Moreover, that same article very wisely and fairly provided that the state right of nominating, proposing, electing, and confirming in the offices of the church be suppressed, with the single exception of ecclesiastical appointments in the army and in public establishments.

That law worked to the satisfaction of all parties—the state, the Evangelicals, and the Catholics. The state never complained of it; the Evangelical Church never complained of it; the Catholic Church never complained of it. Why reverse this order now? Why, after handing the disciplinary power over into the hands of the church, and after having proved it so satisfactorily for half a century, do you now forbid the exercise of that power by authority which is not of German nationality? The constitution of the Catholic Church is exactly the same now as it was when that article was drawn up. The Catholic bishops were not self-appointed. Who conferred ecclesiastical disciplinary power in the first instance?

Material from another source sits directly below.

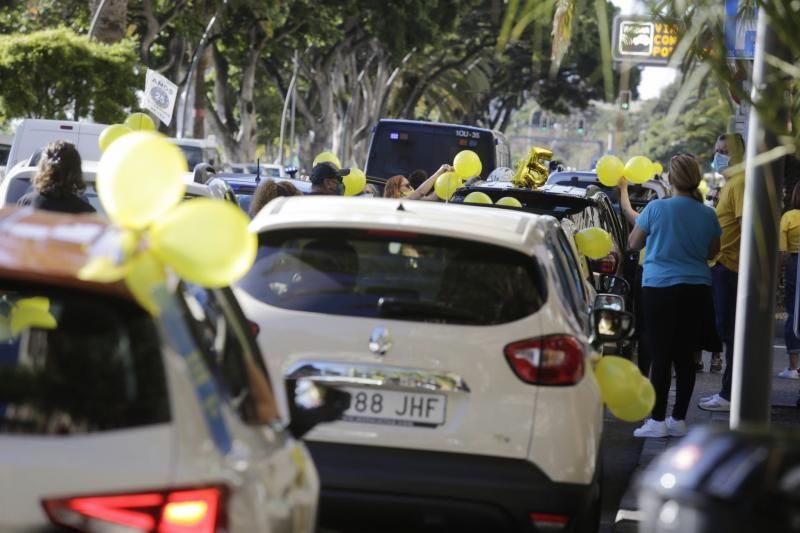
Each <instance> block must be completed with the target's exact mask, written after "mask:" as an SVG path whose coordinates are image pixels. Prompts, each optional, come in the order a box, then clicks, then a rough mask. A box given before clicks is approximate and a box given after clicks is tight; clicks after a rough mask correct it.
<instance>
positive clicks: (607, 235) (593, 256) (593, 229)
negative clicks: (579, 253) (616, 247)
mask: <svg viewBox="0 0 800 533" xmlns="http://www.w3.org/2000/svg"><path fill="white" fill-rule="evenodd" d="M575 245H576V246H577V247H578V250H579V251H580V252H581V253H582V254H583V255H585V256H586V257H588V258H589V259H602V258H604V257H605V256H607V255H608V254H610V253H611V250H613V248H614V245H613V242H612V241H611V235H610V234H609V233H608V232H607V231H606V230H604V229H603V228H586V229H585V230H581V231H579V232H578V233H576V234H575Z"/></svg>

The church through its head, the representative of Jesus Christ, who is not of German nationality; who, as head of the Catholic Church, is of no nationality; and to whom in that capacity the question of nationality does not apply: for the laws of which he is the keeper refer to the spiritual part of man’s nature, the moral order, which in all men is the same, and which takes as little color from the accidents of place or climate as it does from the darkness or the whiteness of the skin.

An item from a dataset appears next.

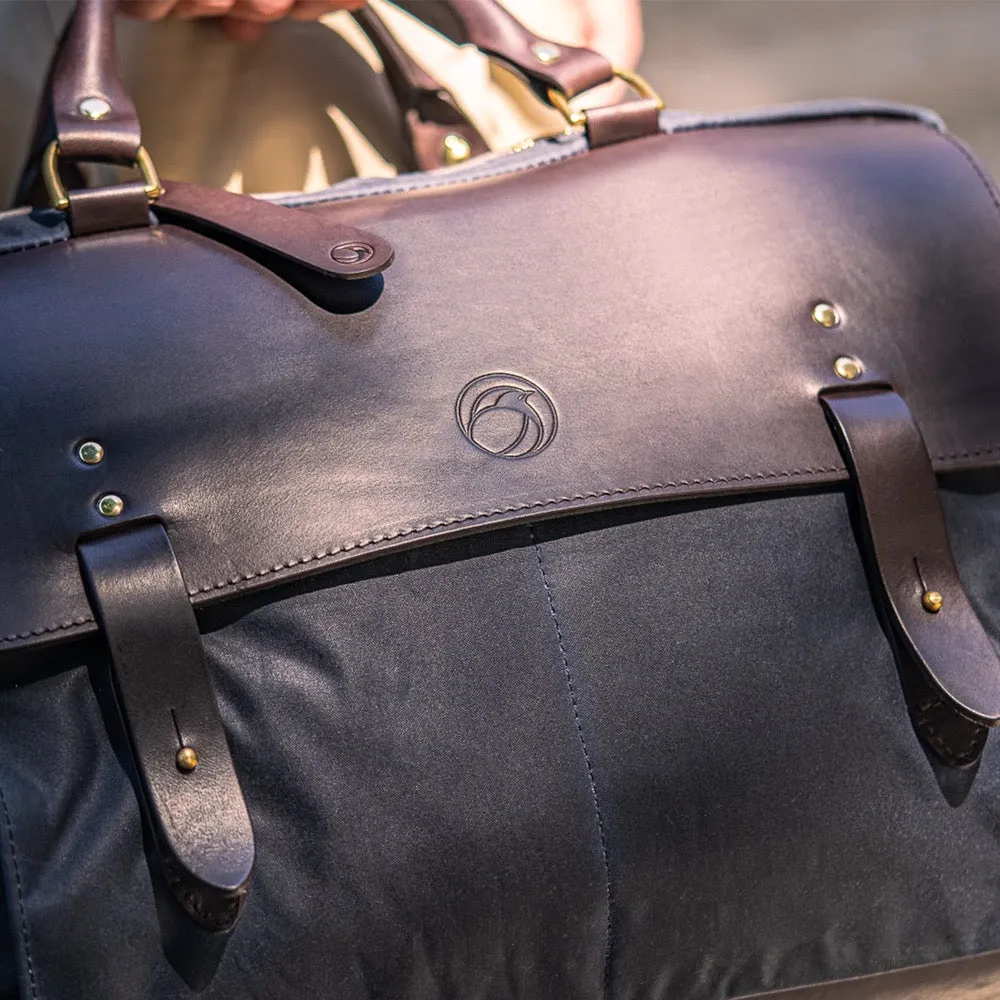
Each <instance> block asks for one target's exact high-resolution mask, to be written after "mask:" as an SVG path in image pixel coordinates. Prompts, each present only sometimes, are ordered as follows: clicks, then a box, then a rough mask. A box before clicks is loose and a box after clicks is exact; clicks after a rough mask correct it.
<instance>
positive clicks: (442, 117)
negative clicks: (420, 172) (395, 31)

This law cannot be obeyed: its framers evidently were assured of this fact, for they provide that the ecclesiastical functionaries who, by exercise of their functions, transgress the laws of the state or the ordinances of the civil authority, may, at the demand of that authority, be deposed, if the maintaining of their functions prove incompatible with public order.

This means the destruction of the Catholic episcopate, or its total subserviency to the state. “I will strike the shepherd, and the flock will be dispersed,” said our Lord on a memorable occasion. That is precisely what Prince Bismarck says: Take all power out of the hands of the Pope; destroy the bishops if you cannot win them over to the state; strive to set priest against superior, by telling him that, if he disobey, the voice of his church is powerless to affect him whilst the arm of the state supports him. Swell the ranks of the “Old Catholic” party thus, and we shall force a schism on the church; after a short time, the people will go this way and that; the true shepherds gone, the flock will be dispersed, and the nation is ours to do as we please with, for there is no longer the voice of religion to rise up against us: the people are ripe for the worship of force.

Observe the steps which have led up to the present consummation from the foundation of the German Empire two years ago. The Jesuits, the vanguard of the church, are driven out. Why? For conspiring against the empire. Proofs? None.

All the other orders are driven out for the same reasons, and with the like proofs of guilt.

The universities are placed in the hands of infidels.

The schools are taken from the hands of religious, and placed altogether in the hands of the state.